Volviendo a su ensayo El secreto de Kafka, podríamos situarnos una vez más en ese umbral o espacio de indeterminación entre obra y vida, entre ficción y terror, que sólo la mejor literatura es capaz de transitar, y de lo que deja ejemplos formidables como serían, entre otros, su cuento “La rebelión de los enfermos,” su pieza de teatro “Dos viejos pánicos” y el poema “Un duque de Alba.”
“Umbral de infierno:” Piñera entra y sale como un actor a escena. “En brecha mortal,” avanza todavía un poco, pero para entrar y salir indefinidamente. Y es que entre su vida (agónica) y su escritura (lúdica) no hay más que ciclos mínimos, reversibles, del grosor de un cabello.
Notas
(1) “Virgilio Piñera cumple 60 años,” José Lezama Lima. En: Poesía Completa, 1985, Letras Cubanas, pp. 483-84.
(2) Me apoyo en términos (caduco esplendor, soberana habilidad) empleados por Walter Benjamin en El origen del drama barroco alemán, Taurus Humanidades, Madrid, 1990, pp. 170-171.
(3) Teatro Completo (prólogo), Virgilio Piñera, Ediciones Revolución, La Habana, 1960.
(4) Virgilio Piñera: el peso de la cultura insular, José Quiroga (Conferencia pronunciada en Emory University, abril de 1996).

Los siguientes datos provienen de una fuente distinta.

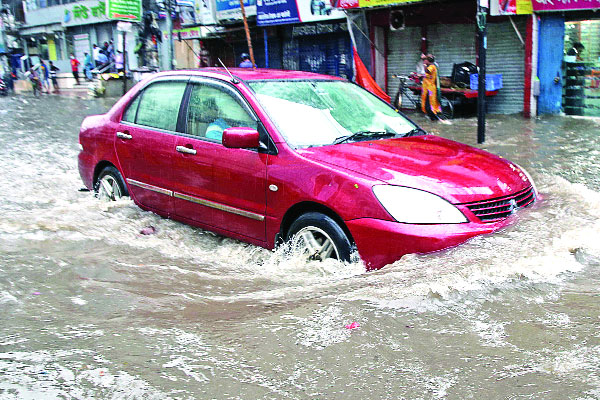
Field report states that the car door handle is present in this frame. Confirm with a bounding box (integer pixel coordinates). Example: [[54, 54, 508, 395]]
[[116, 131, 132, 140], [176, 145, 197, 155]]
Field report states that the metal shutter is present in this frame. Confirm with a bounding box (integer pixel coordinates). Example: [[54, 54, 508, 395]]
[[427, 24, 477, 77], [486, 18, 526, 114], [298, 34, 352, 79], [386, 26, 422, 109], [387, 20, 525, 114]]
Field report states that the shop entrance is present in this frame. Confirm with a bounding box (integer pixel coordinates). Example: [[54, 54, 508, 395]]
[[563, 20, 600, 116]]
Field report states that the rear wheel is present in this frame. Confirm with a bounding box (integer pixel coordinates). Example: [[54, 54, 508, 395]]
[[440, 96, 454, 120], [95, 165, 128, 201], [286, 212, 354, 262]]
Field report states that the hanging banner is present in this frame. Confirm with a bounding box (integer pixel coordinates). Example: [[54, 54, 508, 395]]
[[257, 0, 345, 26], [331, 0, 423, 9], [490, 0, 532, 15], [216, 0, 256, 22], [532, 0, 600, 11]]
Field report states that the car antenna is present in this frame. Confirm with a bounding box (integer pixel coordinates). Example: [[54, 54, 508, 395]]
[[218, 58, 239, 84]]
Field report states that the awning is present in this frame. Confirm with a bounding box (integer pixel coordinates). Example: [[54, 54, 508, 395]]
[[19, 23, 64, 36]]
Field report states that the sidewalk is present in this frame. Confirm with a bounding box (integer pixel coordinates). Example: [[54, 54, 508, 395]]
[[12, 73, 93, 98]]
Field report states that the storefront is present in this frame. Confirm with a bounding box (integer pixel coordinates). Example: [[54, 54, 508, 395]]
[[562, 20, 600, 116], [536, 1, 600, 116], [20, 0, 139, 76], [19, 1, 68, 72], [63, 0, 138, 71], [256, 0, 350, 77], [368, 0, 528, 114]]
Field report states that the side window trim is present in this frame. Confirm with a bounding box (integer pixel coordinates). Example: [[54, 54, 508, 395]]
[[177, 82, 194, 134], [183, 77, 277, 154], [120, 76, 190, 134]]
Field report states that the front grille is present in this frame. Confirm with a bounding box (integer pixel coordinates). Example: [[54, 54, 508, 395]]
[[462, 186, 536, 222]]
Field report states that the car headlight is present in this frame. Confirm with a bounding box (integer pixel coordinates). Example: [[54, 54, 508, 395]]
[[372, 185, 468, 224], [513, 163, 538, 198]]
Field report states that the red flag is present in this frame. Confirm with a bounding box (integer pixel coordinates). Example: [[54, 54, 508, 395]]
[[353, 47, 391, 103]]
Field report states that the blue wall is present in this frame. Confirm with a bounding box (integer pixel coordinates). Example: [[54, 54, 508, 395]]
[[538, 15, 565, 114]]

Quiroga desarrolla con agudeza la relación espectáculo-poder en el sujeto piñeriano, en tanto sacrificio o entrega masoquista en medio de un sistema cerrado que ocupa todo el espacio escénico.
(5) Algunos poemas del último Lezama parecen firmados por Piñera. Entonces experimenta el barroco como cárcel, la metáfora como retirada y el sistema que ha construido como horror. Si Fragmentos a su imán debe leerse de algún modo es como diferencia, sobre todo respecto al mismo Lezama. Por su parte, Piñera propicia la alianza al reconocer el “Golpe maestro” de Paradiso como proeza donde se ve reflejado: ver el ensayo Opciones de Lezama, así como el poema El Hechizado, que escribe a la muerte de su contrincante, ya devenido aliado en particulares condiciones histórico literarias. Además, en esta etapa Piñera le dedica otros dos poemas: Bueno, digamos y Un Duque de Alba. Al primero corresponden los versos citados. Sin duda, se generó entre ellos un mutuo traspaso de señales, lo mismo atentos a sus destinos como creadores que al entorno donde se desenvolvían.
(6) Rodríguez Feo calificó de coloquial el estilo de Piñera. En lo que hace a la poesía, el estilo muta en varias ocasiones: va del frío, aunque exaltado formalismo de las Las Furias al discurso de largo aliento, todavía metafórico y ya un tanto coloquial de la La Isla en Peso, para tornarse luego francamente dialógico y asumir cada vez más el despropósito y lo inacabado. Al efecto, Antón Arrufat ha escrito: “Muy joven comprendió que el mundo que tenía que contar sólo podía expresarlo en un estilo de cháchara casera (...) Siendo un poeta, renunció sin embargo a las metáforas y la alusión: su estilo, que puede resultar ingrato al principio, tiene algo metálico, rudo, de cercanía física al objeto y los hechos, que lo vuelve, no obstante, inesperado”. (“La carne de Virgilio,” Antón Arrufat, revista Unión, no 10, abril-mayo-junio, 1990, p. 47).
(7) “Una tragedia en el trópico,” Ernesto Hernández Busto. En: Homenaje a Virgilio Piñera: Encuentro, 13, 1999, pp. 36-44. (El autor escribe: “El tiempo en el trópico no existe. Las cosas y los hechos se suceden, trascurren, pero no llegan a convertirse en acontecimientos. El acontecimiento implica la diferencia, el significado y la novedad”).
(8) “Un manifiesto de menos,” Gilles Deleuze. En: Diáspora(s)/documentos 3, 1998, pp. 43-54.
(9) “Cavo esta tierra para encontrar los ídolos y hacerme una historia.” La Isla en Peso, Ediciones Unión, 1998, p. 37.
(10) “La Galaxia Virgilio.” En: La Gaceta de Cuba, No 5, septiembre-octubre, 1999, pp. 13.